Every day fisher Charlie Maleb takes his string lines and his nets out from Wala Island, Vanuatu, into the Pacific Ocean.
The 54-year-old drops his net around 5am and waits an hour before pulling it out, hoping to catch sardines, poulet and mangrove fish. Later in the day Maleb drops a line attached to a traditional fishing rod, fashioned out of a long tree branch.
“Once a fish gets the bait, the stick falls down and I have to hurry up to pull in the catch,” says Maleb.
Fishing is part of life for many people on Wala Island, much of the catch is for them to eat, while a small amount is sold for money to pay for goods and medicine.
“We use the catch for our daily source of protein, we make sure we have enough first before we sell,” says Maleb.
Maleb is one of 2.3 million people who live in the Pacific Islands and rely on the ocean for food and income, many of whom hold concerns over Japan’s plans to release more than 1m metric tonnes of treated radioactive wastewater into the sea.
The water was mostly used to cool reactors after the Fukushima Daiichi nuclear plant was hit by an earthquake and tsunami in 2011 that led to meltdowns in three of its reactors, in the world’s worst nuclear accident since Chornobyl 25 years earlier. The water is being stored in about 1,000 tanks which will soon reach full capacity.
Japan has said the water is safe and on Tuesday the head of the UN nuclear agency will visit the country to deliver its final report on the discharge plan. No date has been set for the release but it is expected in the coming months.
The water will be treated to remove most radioactive materials but will still contain tritium, a naturally occurring radioactive form of hydrogen that is technically difficult to separate from water.
Japan says the water will be diluted to levels safer than international standards and will be released gradually into the ocean over decades, making it harmless to people and marine life.
Some scientists have said that the long-term effects are unknown and the release should be delayed.

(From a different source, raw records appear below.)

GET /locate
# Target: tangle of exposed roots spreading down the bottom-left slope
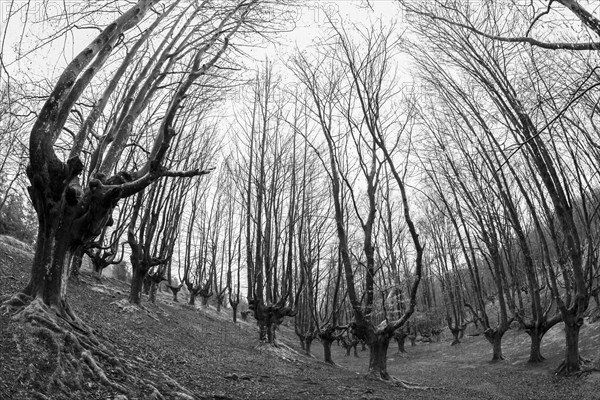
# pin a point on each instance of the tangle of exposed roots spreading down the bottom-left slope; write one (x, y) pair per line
(70, 360)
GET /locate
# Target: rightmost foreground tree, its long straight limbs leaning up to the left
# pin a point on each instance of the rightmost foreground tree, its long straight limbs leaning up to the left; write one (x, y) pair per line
(549, 169)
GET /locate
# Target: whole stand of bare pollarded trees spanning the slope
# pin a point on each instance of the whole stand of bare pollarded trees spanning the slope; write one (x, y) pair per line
(311, 214)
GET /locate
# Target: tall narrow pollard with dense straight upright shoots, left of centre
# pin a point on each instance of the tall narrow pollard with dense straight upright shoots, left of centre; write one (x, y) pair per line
(271, 195)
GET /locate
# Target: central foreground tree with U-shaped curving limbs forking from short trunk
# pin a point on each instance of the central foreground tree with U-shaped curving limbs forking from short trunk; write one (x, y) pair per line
(354, 81)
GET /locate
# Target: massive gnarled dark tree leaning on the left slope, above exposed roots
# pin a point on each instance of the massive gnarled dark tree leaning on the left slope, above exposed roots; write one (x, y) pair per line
(69, 215)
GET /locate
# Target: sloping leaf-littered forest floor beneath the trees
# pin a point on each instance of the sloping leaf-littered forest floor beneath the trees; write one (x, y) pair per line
(194, 353)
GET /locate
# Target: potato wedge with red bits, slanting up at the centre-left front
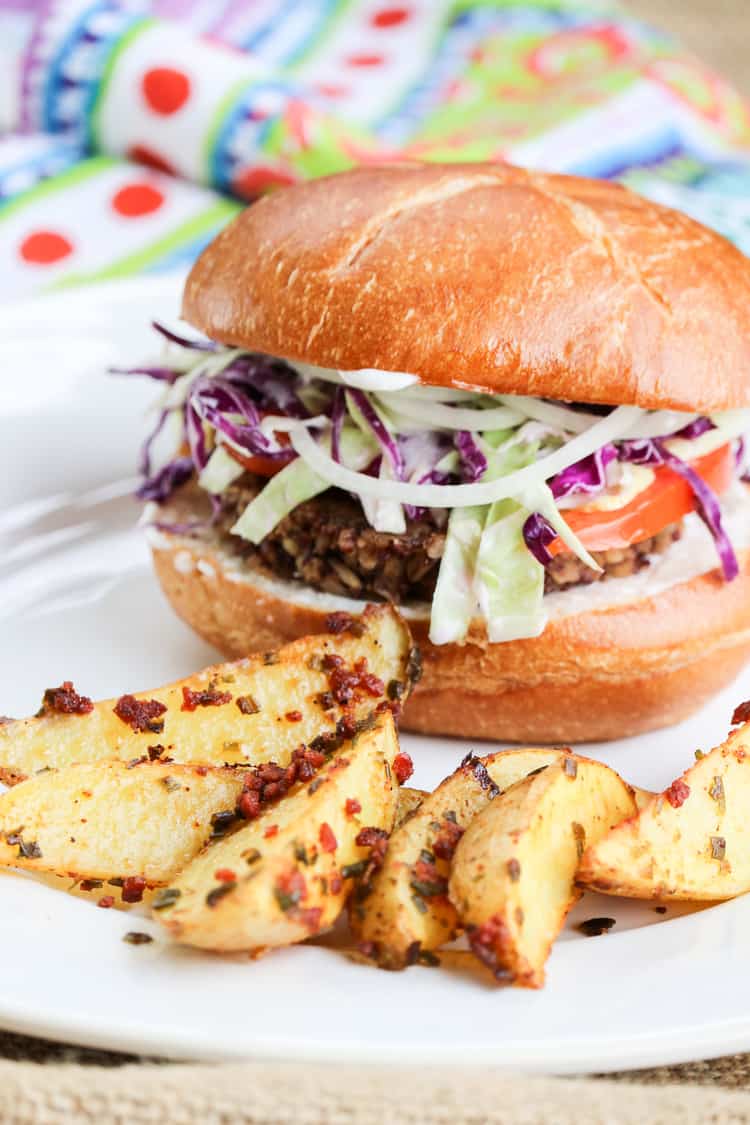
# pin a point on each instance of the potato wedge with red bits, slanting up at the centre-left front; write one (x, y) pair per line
(286, 877)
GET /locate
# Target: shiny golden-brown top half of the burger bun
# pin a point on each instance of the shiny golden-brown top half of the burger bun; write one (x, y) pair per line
(486, 277)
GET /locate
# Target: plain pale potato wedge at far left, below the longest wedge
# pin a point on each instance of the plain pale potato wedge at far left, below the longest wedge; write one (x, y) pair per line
(104, 821)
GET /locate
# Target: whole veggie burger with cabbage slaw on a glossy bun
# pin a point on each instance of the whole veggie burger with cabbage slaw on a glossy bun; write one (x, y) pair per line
(510, 403)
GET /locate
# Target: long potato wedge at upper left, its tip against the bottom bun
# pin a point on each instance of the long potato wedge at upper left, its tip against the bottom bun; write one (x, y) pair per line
(252, 710)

Others say it’s safe though there is still a need for transparency, and independent experts must be allowed to sample, monitor and look at the data.
Many in the Pacific aren’t fully informed about Japan’s plans. Despite their distance from Japan, fishers like Maleb say they are concerned about the impacts of the discharge.
“I have no idea what Japan is preparing to do, we have been depending on seafood for almost my entire life, we live to feed on fish every day and it’s our source of income for us,” says Maleb.
Harry Farhall spearfishes in the coral reefs off Papua New Guinea’s New Ireland province, which he says are a “breeding ground for tuna and a migratory path for whales migrating up north and down south.” He says everyone in the area relies on the ocean and is worried about the water release.
“We can’t risk the marine environment and the people who depend on it. We are not prepared to deal with the effects of the nuclear waste,” he says.
The Pacific Islands Forum (PIF), the peak intergovernmental organisation representing the region, has been consulting with Japan over the release for the past two years and in January said it had “grave concerns” over the plans. Last month the PIF issued a statement drawing attention to international laws against dumping nuclear waste in the Pacific Ocean.
“Our people do not have anything to gain from Japan’s plan but have much at risk for generations to come,” said PIF secretary general Henry Puna.
“It is clear in my mind that more work and dialogue is needed to ensure that we all come to a common understanding on this issue,” Puna said in the statement.
Puna said the path forward should involve “comprehensive international consultation particularly with affected states”.
Last month Papua New Guinea’s prime minister, James Marape, backtracked on comments in support of the water release, reportedly telling parliament “Nuclear is not allowed in our waters.”
Others have shown more support. In June Palau president Surangel Whipps Jr said he was not opposed to the plan to discharge the water after a visit to the Fukushima plant. “We’ve made a decision that what they’re doing is right and we should support them,” he said in an interview.
Japan has sought the support of the International Atomic Energy Agency (IAEA) to ensure global standards are met. The IAEA, the UN’s nuclear watchdog, conducted missions to Japan in 2022.
Authorities in Japan have begun final inspections on the system to be used to discharge the water after plant operator Tepco last week installed the final piece of equipment needed for the release.
Maleb wants his government to do more to inform him about the plan and the possible risks.
“I don’t have any information and would like to know more,” Maleb says. “If Japan pushes through, I don’t know but I think it will affect us.
“The generations to come will also depend on our beautiful reefs and natural and original sea species to feed on, said Maleb.